2008年8月13日 星期三

Cross-disciplinary Learning in Medicine

The Hippocratic physicians also gave to us, as a bequest, a code of ethics which you will learn more about later this week. They generated the famous book, The Aphorisms of Hippocrates. This is a collect of pithy, sententious statements about how to care for sick people and how to live a moral life. 


The most famous of these aphorisms is the first: “Life is short. The Art is long. Opportunity is fleeing. Experience is delusive. Judgment is difficult.” Because the word Art is capitalized, it refers to the “Art of medicine”. You may, therefore read the aphorism as follows: “Life is short. The Art [of medicine] is long. Opportunity is fleeting. Experience is delusive. Judgment is difficult.” If we break there five phrases down into their component parts, there is much to be learned.

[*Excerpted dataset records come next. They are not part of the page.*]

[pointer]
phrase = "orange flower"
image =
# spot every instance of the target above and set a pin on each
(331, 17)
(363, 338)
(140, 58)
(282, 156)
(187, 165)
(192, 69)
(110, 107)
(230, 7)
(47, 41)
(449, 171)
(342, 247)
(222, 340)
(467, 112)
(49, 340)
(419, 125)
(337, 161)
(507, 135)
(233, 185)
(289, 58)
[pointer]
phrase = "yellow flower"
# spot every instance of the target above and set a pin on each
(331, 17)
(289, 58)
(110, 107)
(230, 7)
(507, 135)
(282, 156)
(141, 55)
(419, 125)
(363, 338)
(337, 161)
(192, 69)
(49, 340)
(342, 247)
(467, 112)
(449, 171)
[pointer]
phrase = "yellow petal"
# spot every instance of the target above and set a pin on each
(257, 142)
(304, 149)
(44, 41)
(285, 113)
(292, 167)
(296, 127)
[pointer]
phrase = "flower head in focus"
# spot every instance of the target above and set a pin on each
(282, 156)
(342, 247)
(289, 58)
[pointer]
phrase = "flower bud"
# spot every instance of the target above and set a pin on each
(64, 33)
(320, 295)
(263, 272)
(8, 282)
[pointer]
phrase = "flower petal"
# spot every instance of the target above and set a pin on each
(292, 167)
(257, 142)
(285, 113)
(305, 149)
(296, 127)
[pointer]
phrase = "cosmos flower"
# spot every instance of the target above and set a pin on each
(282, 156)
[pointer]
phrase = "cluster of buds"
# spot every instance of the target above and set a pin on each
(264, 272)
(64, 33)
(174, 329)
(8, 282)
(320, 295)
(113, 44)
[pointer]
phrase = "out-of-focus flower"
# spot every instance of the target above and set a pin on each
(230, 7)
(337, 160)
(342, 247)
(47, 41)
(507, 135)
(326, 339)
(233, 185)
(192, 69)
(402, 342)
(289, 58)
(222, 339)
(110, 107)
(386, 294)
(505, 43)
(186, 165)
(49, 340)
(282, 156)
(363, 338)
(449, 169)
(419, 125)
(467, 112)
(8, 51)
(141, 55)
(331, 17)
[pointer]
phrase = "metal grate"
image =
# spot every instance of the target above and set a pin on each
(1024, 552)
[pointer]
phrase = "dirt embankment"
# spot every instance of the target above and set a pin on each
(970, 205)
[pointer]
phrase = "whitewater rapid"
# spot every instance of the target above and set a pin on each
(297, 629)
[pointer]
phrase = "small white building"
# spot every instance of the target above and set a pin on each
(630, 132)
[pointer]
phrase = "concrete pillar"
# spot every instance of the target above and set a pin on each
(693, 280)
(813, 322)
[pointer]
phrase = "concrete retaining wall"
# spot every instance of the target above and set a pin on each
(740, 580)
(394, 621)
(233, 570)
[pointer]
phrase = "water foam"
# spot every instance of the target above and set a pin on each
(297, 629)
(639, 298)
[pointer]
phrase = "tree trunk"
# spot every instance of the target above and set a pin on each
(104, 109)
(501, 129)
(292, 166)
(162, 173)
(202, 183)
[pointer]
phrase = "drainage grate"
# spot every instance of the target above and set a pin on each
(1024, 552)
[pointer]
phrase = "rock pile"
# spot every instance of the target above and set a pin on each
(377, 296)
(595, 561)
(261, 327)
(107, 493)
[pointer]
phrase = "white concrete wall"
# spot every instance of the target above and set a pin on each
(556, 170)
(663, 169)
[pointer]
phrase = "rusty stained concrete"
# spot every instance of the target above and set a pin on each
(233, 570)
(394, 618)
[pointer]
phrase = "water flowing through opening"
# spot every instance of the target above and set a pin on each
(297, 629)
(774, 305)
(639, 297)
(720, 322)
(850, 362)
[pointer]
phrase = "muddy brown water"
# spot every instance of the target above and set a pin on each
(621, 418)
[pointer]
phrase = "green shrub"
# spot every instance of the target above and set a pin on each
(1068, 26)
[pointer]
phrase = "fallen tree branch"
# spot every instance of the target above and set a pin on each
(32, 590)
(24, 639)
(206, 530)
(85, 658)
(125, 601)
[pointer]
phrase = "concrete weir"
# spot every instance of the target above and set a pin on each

Life is short. The Art is long.” This means that no doctor can learn everything that he or she needs to know in one lifetime.


Opportunity is fleeting.” This means that the patient will come to see you at a particular point in his or her disease. You will only be offered a small window of opportunity with which make a diagnosis.


Experience is delusive.” This means that your individual experience as a physician can be deceptive. You must be cautious about thinking that you’ve learned something from “that interesting case I recently saw.” You will now be called upon to use evidence based medicine. You will use statistics to combine the experience of thousands of patients and doctors.


Judgment is difficult.” Every physician must learn judgment. You must learn when to operate and when not to operate, when to call in a consultant, and which therapy is best for the individual patient.